Hipster terrorists? Uli Edel's new film exhaustively explores the Red Army Faction
"The Baader Meinhof gang? Those spoiled, hipster terrorists?" That was the response of one knowledgeable pop watcher when I told her about The Baader Mienhof Complex, the new feature from Uli Edel (1989's Last Exit to Brooklyn). The violence-prone West German anarchist group, otherwise known as the Red Army Faction (RAF), still inspires both venomous spew and starry-eyed fascination (see Joe Strummer's RAF T-shirt, Gerhard Richter's paintings of its dead leaders, and Erin Cosgrove's 2003 satirical romance paperback, The Baader-Meinhof Affair). Edel's sober, clear-eyed view of the youthful and sexy yet arrogant and murderous, gun-toting radicals at the center of Baader-Meinhof's mythology a complex construct, indeed manages to do justice to the core of their sprawling chronology, while never overstating their narrative's obvious post-9/11 relevance.
Based on the nonfiction best-seller by onetime Der Spiegel editor Stefan Aust, The Baader Meinhof Complex finds its still, watchful center in Ulrike Meinhof (Martina Gedeck). Aust's onetime fourth-estate colleague makes the dramatic trajectory from bourgeois wife and mother to underground radical crawling through Mideast dust and toting a machine gun under the tutelage of Fatah. She's shocked by brutal police crackdowns on the student protests against the visiting shah of Iran and America's Vietnam War enacted with a cruelty reminiscent of the one-generation-removed SS and a reminder of a not-so-distant fascist past and somewhat in awe of Andreas Baader (Moritz Bleibtreu) and Gudrun Ensslin (Johanna Wokalek), who emit rock-star charisma.

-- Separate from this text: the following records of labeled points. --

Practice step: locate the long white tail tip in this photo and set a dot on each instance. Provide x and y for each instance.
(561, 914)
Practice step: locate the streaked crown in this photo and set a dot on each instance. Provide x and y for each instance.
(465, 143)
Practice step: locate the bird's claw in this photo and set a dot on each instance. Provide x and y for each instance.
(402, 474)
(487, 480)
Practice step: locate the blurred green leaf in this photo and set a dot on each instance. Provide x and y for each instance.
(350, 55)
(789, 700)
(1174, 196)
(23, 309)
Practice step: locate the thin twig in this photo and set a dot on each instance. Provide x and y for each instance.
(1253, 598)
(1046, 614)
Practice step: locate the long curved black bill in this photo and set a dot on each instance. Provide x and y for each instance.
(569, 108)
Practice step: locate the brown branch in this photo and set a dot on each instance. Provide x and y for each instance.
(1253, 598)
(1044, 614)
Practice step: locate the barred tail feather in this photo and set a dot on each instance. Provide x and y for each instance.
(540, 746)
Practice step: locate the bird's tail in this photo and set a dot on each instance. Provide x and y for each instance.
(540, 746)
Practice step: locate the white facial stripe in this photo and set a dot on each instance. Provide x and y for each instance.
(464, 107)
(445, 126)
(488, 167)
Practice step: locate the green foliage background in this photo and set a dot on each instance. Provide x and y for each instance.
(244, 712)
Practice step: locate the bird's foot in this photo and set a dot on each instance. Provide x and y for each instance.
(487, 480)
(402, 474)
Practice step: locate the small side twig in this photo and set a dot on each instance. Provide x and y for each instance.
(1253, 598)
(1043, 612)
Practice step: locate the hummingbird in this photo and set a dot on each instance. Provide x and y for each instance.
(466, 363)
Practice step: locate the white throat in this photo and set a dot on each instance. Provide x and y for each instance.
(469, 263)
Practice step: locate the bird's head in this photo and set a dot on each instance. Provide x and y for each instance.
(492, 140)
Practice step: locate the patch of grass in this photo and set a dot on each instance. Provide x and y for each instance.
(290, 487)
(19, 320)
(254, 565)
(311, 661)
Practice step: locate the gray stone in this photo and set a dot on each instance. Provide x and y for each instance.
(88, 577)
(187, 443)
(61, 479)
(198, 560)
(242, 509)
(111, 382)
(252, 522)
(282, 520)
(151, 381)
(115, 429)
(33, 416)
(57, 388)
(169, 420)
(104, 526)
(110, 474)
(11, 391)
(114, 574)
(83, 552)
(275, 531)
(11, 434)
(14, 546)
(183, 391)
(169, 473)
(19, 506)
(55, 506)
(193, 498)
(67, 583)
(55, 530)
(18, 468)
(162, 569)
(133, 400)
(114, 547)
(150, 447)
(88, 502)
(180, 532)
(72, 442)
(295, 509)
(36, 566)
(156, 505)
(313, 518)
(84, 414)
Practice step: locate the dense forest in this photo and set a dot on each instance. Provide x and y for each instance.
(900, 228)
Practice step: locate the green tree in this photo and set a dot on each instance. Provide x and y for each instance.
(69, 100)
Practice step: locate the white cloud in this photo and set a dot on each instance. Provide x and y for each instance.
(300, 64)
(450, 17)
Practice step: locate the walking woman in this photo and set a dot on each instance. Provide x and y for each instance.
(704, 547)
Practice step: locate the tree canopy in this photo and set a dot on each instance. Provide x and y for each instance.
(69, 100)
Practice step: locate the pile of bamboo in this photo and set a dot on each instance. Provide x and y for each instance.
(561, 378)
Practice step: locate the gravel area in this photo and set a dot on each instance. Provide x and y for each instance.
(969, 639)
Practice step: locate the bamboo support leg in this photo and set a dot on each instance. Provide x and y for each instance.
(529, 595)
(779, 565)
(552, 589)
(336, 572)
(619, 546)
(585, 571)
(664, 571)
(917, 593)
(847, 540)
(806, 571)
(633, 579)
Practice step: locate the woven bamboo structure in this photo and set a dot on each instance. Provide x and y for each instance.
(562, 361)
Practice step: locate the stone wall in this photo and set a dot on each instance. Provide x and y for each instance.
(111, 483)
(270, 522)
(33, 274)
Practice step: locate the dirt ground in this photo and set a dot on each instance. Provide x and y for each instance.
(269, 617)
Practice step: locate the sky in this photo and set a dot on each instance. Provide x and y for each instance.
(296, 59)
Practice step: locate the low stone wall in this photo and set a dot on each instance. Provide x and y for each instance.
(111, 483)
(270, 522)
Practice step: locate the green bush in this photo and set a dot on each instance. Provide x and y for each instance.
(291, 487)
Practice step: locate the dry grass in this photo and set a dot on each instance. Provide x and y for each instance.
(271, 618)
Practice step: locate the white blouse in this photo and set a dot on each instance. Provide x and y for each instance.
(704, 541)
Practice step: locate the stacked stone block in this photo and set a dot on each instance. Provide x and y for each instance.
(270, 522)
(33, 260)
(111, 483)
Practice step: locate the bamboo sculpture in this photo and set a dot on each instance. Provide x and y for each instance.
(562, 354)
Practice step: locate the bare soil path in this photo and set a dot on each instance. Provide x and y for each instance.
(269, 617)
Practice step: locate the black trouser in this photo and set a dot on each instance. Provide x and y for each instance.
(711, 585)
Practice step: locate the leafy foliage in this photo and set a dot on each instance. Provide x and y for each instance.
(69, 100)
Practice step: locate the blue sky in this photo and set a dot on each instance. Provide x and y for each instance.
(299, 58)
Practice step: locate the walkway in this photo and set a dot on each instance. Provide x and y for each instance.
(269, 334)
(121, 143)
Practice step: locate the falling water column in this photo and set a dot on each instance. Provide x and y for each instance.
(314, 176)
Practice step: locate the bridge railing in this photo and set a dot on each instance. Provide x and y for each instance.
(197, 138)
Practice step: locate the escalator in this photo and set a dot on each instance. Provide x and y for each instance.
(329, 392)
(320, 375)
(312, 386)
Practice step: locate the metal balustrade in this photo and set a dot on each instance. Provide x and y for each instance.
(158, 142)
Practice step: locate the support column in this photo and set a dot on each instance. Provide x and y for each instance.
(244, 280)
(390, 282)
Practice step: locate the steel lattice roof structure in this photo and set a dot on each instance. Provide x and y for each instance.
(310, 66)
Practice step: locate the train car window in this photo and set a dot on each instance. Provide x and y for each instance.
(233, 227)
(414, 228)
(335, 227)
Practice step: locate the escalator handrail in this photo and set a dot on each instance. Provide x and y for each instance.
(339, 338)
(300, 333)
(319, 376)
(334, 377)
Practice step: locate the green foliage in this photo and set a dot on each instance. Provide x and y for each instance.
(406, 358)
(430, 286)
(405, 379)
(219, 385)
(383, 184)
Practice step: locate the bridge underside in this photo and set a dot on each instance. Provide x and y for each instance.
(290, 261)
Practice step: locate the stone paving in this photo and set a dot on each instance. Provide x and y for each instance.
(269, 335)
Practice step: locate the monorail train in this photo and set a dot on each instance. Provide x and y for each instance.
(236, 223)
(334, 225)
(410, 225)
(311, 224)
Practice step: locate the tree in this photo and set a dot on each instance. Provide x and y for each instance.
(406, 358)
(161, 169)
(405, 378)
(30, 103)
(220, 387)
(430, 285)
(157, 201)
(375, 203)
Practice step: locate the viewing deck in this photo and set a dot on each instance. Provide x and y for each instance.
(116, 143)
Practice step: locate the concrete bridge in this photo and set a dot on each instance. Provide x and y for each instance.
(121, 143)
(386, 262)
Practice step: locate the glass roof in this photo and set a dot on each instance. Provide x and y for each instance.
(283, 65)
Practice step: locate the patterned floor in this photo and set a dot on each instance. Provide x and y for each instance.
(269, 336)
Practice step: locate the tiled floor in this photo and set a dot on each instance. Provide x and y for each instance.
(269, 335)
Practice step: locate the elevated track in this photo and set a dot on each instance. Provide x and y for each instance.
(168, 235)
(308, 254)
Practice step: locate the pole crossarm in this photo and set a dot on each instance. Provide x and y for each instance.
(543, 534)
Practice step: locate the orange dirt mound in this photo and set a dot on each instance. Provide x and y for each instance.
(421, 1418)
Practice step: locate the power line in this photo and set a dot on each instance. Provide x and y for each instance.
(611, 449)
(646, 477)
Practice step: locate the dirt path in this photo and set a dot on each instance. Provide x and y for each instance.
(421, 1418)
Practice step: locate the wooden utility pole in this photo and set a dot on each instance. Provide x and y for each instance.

Helping to bust Baader out of jail on the pretext of working on a book, Meinhof joins her crushes in life on the lam. The three and their followers declare an urban guerrilla war on West Germany until they are nabbed and stuck in solitary at Stammheim Prison. While their trial descends into bitter, kangaroo court-style comedy, the RAF members outside resort to heightened feats of bloodshed and desperation in the so-called "German Autumn" of 1977, killing the chief federal prosecutor, kidnapping a banker, and finally conspiring in the hijacking of a Lufthansa jet.
Edel has absorbed his share of criticism for his RAF portrayal: the director's far from sympathetic when it comes to these self-absorbed, smug rebels, who relish offending their Muslim hosts by sunbathing nude, yet he's not immune to their cocky, idealistic charms. Cool-headed yet fully capable of thrilling to his subjects' eye-popping audacity, the filmmaker does an admirable job of contextualizing the group within the global student and activist movements and bringing the viewer, authentically, to the still timely question: how does one best (i.e., morally) respond to terrorism?
THE BAADER MEINHOF COMPLEX opens Fri/4 in Bay Area theaters.